Kabul... Kapıları çarpıp, zilinizi çalıp kaçtığım oldu, utanıyorum şimdi itiraf etmeye bu çocukluğu ama ediyorum bakın. Ama o kadar... O kapılardan içeri girip korunmasız insanların en değerli neyi varsa çalmaktan ve yok etmekten çekinmediniz... Suçu bana attınız, teşekkürler...

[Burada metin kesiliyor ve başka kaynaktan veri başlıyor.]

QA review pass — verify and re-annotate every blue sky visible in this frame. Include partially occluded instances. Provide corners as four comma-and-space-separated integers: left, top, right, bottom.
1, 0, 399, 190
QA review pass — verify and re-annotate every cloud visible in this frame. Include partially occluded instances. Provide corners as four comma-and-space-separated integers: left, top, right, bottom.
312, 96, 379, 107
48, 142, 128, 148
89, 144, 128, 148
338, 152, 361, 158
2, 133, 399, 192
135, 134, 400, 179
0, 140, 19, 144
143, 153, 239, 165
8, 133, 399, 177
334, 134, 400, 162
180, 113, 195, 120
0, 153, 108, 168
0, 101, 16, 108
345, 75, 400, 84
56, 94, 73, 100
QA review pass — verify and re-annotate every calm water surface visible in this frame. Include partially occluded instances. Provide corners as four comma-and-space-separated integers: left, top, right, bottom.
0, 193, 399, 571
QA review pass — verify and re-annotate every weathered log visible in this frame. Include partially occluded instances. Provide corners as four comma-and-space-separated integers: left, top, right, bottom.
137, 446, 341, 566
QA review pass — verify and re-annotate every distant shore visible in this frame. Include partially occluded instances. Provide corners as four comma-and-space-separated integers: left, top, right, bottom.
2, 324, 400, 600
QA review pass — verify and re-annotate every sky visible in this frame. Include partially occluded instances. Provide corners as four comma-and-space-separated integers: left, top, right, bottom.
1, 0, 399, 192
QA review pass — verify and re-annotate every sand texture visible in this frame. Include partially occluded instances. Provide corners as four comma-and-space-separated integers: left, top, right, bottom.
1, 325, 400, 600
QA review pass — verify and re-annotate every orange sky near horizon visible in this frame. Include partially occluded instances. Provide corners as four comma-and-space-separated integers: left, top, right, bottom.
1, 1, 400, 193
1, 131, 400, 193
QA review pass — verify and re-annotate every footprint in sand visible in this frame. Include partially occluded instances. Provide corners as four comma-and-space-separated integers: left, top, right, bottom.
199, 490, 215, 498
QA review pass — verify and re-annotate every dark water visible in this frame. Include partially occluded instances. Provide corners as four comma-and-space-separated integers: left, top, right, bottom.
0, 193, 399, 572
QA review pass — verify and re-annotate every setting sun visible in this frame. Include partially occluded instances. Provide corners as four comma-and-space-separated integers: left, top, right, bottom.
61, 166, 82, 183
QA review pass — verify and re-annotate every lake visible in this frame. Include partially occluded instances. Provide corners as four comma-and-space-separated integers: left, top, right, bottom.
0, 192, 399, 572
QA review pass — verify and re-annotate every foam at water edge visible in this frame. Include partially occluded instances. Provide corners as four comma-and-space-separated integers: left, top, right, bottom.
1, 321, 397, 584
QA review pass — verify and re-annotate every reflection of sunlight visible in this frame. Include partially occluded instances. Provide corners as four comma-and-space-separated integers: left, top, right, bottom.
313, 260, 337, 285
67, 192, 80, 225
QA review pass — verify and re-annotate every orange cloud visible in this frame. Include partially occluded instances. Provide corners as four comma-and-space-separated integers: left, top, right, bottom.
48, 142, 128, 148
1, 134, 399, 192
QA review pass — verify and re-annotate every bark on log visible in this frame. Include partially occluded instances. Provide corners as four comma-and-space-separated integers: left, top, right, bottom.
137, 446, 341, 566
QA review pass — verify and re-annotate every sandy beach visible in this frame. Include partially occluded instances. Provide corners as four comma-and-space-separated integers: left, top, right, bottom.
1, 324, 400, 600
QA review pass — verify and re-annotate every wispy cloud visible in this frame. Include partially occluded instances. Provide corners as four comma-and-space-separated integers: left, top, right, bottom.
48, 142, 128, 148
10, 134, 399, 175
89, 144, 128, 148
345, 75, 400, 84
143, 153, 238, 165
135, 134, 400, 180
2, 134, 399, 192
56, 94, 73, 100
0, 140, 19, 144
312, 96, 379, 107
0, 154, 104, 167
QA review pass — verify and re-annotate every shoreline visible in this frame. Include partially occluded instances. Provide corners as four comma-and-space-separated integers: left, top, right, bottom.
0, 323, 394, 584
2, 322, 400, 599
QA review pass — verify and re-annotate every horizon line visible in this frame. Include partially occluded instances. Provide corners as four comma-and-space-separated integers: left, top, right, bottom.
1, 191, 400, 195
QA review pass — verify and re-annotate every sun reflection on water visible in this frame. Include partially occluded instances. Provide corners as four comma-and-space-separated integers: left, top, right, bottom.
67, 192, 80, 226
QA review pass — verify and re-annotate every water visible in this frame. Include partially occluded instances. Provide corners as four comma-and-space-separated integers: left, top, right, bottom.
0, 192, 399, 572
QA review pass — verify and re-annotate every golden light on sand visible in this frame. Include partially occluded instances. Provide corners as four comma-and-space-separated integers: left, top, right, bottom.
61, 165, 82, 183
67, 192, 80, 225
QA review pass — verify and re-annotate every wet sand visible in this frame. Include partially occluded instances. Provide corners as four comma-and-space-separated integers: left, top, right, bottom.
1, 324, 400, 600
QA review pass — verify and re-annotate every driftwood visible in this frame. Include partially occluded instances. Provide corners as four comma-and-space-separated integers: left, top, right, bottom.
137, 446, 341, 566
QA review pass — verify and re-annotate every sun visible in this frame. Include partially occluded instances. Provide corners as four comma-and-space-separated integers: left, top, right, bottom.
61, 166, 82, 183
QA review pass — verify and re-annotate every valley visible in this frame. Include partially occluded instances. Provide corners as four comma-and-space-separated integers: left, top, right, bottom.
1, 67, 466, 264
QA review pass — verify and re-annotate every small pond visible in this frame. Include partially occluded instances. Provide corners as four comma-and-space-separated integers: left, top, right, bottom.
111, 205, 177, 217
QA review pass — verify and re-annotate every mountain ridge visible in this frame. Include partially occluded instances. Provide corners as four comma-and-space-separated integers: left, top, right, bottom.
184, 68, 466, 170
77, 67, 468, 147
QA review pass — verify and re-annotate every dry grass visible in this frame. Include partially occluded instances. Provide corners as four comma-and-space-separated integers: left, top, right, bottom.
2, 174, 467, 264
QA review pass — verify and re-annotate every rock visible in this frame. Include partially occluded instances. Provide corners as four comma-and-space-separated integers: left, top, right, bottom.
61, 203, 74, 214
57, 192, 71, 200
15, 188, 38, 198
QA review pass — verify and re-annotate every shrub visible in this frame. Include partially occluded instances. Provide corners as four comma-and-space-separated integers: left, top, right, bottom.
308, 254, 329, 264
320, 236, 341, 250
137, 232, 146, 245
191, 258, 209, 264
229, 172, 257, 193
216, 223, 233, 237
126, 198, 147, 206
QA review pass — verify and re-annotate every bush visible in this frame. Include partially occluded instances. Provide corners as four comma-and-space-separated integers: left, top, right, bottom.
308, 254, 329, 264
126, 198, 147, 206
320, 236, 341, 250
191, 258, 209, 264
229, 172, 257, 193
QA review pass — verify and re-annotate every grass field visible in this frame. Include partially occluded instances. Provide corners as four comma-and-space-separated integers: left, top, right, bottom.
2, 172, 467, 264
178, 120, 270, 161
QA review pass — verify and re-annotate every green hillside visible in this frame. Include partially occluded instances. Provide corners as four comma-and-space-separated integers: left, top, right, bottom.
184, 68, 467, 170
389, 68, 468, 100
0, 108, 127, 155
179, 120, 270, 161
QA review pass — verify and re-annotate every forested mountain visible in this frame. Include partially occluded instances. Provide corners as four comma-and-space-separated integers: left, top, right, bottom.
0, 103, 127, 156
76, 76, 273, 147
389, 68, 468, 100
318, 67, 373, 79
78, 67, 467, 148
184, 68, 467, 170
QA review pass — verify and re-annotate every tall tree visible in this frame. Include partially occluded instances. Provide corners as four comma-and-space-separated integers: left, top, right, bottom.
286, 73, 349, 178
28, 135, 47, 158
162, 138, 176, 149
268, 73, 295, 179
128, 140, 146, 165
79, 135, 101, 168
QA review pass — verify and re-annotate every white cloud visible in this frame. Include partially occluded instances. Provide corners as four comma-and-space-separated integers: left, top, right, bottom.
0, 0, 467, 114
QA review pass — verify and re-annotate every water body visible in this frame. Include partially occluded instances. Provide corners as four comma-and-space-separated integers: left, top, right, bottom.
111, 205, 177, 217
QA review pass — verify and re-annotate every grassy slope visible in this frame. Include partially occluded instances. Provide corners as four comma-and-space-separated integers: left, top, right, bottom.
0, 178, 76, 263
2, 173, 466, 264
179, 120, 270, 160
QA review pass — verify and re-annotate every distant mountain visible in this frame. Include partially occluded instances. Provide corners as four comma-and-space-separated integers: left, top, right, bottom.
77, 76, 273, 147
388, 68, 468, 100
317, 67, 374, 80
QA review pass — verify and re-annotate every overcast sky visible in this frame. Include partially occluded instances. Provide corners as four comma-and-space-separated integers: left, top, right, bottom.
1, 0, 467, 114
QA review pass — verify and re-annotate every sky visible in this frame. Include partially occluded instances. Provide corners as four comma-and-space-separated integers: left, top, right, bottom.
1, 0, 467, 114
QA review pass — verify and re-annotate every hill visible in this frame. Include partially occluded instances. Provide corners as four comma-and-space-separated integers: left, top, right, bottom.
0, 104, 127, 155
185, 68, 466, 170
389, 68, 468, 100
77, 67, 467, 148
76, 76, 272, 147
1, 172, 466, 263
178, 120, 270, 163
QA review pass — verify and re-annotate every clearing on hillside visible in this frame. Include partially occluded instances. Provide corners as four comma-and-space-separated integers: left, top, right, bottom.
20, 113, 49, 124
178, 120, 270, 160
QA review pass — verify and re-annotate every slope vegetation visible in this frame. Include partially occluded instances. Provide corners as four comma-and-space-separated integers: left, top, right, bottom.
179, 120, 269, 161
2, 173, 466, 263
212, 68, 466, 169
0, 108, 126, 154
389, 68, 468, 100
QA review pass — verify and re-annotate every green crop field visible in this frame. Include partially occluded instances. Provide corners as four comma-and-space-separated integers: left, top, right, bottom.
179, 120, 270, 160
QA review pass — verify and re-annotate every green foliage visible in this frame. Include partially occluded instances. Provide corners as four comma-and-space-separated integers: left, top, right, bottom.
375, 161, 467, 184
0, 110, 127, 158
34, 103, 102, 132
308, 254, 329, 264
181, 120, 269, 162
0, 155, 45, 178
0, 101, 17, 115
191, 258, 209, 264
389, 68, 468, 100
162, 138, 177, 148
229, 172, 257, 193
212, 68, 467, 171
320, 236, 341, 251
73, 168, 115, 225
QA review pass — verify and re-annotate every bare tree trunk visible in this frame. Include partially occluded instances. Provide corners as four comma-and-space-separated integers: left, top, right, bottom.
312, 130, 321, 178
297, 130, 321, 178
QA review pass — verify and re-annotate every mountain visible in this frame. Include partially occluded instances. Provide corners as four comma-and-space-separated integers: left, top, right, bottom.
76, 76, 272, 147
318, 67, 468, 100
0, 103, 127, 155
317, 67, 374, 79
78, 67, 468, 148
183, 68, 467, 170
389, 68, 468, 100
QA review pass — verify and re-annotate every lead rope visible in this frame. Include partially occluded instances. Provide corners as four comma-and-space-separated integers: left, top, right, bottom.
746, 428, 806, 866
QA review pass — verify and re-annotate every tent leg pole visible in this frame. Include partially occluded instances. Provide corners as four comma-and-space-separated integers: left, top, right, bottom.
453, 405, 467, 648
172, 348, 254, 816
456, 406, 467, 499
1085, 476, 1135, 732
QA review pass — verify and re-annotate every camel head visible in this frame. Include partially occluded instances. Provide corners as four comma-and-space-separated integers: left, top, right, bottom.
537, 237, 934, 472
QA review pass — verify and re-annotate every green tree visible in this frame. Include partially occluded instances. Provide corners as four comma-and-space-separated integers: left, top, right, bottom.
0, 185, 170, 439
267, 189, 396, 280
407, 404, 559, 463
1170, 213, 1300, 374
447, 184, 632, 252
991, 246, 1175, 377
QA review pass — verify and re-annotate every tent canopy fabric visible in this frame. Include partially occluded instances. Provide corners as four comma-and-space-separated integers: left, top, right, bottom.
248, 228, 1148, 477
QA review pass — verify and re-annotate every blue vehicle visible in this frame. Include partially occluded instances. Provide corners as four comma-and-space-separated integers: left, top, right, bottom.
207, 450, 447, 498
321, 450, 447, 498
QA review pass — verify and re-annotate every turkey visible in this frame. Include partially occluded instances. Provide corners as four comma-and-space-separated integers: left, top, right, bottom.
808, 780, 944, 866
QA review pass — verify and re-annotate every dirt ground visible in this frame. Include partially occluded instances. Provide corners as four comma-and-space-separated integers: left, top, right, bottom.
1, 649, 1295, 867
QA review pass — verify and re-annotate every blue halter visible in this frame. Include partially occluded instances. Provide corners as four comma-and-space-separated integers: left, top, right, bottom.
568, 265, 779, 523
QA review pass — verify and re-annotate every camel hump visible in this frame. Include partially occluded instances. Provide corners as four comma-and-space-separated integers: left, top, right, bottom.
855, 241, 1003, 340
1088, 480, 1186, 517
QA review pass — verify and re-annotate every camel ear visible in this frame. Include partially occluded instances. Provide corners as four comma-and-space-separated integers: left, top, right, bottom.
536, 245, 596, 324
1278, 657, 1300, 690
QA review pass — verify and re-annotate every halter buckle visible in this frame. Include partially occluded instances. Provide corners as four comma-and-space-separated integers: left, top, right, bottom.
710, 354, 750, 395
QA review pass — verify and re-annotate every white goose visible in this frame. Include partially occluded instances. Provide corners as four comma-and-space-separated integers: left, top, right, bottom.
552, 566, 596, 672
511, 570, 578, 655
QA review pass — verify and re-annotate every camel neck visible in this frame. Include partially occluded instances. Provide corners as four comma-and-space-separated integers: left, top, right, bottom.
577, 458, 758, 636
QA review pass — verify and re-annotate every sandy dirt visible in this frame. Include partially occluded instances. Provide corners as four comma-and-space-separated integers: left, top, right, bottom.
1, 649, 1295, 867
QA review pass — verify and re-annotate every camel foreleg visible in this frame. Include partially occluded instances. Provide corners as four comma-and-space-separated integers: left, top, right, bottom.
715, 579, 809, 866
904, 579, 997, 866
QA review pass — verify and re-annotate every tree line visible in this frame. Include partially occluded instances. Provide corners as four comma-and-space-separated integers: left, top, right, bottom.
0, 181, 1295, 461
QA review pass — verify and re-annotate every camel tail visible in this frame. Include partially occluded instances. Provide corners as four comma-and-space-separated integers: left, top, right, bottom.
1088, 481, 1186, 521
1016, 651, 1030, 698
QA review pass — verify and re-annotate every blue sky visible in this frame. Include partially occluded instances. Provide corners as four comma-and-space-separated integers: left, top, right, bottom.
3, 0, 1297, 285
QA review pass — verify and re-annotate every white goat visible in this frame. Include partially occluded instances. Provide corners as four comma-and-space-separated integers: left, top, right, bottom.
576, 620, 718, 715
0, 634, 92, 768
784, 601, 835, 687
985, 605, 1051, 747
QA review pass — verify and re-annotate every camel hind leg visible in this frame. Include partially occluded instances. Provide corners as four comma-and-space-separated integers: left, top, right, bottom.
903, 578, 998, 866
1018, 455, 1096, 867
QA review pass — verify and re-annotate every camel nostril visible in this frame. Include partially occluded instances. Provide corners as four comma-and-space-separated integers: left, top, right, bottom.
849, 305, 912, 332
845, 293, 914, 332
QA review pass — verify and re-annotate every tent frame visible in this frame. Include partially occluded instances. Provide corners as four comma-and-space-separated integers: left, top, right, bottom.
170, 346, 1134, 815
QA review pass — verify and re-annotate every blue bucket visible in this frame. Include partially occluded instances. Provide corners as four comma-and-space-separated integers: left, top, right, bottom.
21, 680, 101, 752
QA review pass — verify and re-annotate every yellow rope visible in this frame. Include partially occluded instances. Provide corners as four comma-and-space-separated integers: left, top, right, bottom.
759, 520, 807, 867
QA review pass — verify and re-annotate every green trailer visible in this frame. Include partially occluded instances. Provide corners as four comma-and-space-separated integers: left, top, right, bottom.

Kabul, kibir en sevdiğim şeydir insanda. Siz, dünyanın merkezi sanın diye kendinizi ve dünyanın en önemlisi vazgeçilmez işlerinizi, sevdiklerinizle daha az zaman geçirin diye dikkatinizi dağıttım belki itiraf ediyorum günlük telaşlarla... O halinizi görmek için sadece... Ne kadar önemli olduğunuzu düşünüp, kaşlarınızı kaldırın havaya doğru ve “ tanrım tüm güç ve önemli işleri ben mi yapmalıyım” deyin diye gülünç bir şekilde... Ama o kadar... Yaşlılarınızı sokağa atmak bir eşya gibi ya da evlatlarınızı, bir hayvan yavrusu gibi savunmasızken bir binanın arka bahçesine pencereden atıp fırlatmak, sizin fikrinizdi. Saçınızı çektiğimde öfkeyle yanınızda gördüğünüz, sizden farklı olduğuna inandığınız ilk kişiye saldırmak sizin fikrinizdi... Kaybettiklerinizi alıp götüren ben değilim. İnanın sadece çoraplarınıza ya da kaybettiğiniz küpelere dair sorumluluk alabilirim ama gerisi size ait. “Şeytan aldı götürdü satamadan getirdi” deyip bağıra bağıra bir odanın ortasında aramanız kayıplarınızı sinirlerimi bozuyor. Satsam ne işime yarar mesela kaybettiğiniz, değerini bilemediğiniz insanlar... Değerleriniz, göçük altında kalan madencileriniz gibi göçük altında kalan ruhlarınız, başıboş gezen kimliksiz, hedefsiz, geleceksiz gençleriniz ne işime yarar... Siz dünyanın en hızlı büyüyen ülkelerinden birinde yaşadığınızı düşünerek avunun hızla göçük altında kaldığınızı görmeden... Kaybettiklerinizi düşünmeden... Ve ben size teşekkür ederim, yine de teşekkür ederim... Neden mi teşekkür ediyorum. Çünkü siz güya hep “Bana uydunuz”. Oysa ben size uydum aslında. Tüm bu yaptıklarınız.. İnanın benim bile aklıma gelmezdi... Bakın artık kötülükte sizden geri kalıyor olsam da sorumluluklarımı yerine getirmek için var gücümle çalışıyorum. İş iştir değil mi? Mesela siz, kaçınız işini yapmak için canla başla dürüstçe çalşıyor Masum mu gösterdim kendimi ? Kötü mü sanırsınız yoksa beni ? Kötü olan ben değilimdir, sizdeki kötülüğü gösteririm ben. İşte derim! İşte yanılmadım! Herkesin şeytanı kendisidir. Hem haksızlık etmeyin bana... Ben.. Şeytan... En fazla sizin kadar kötü olabilirim.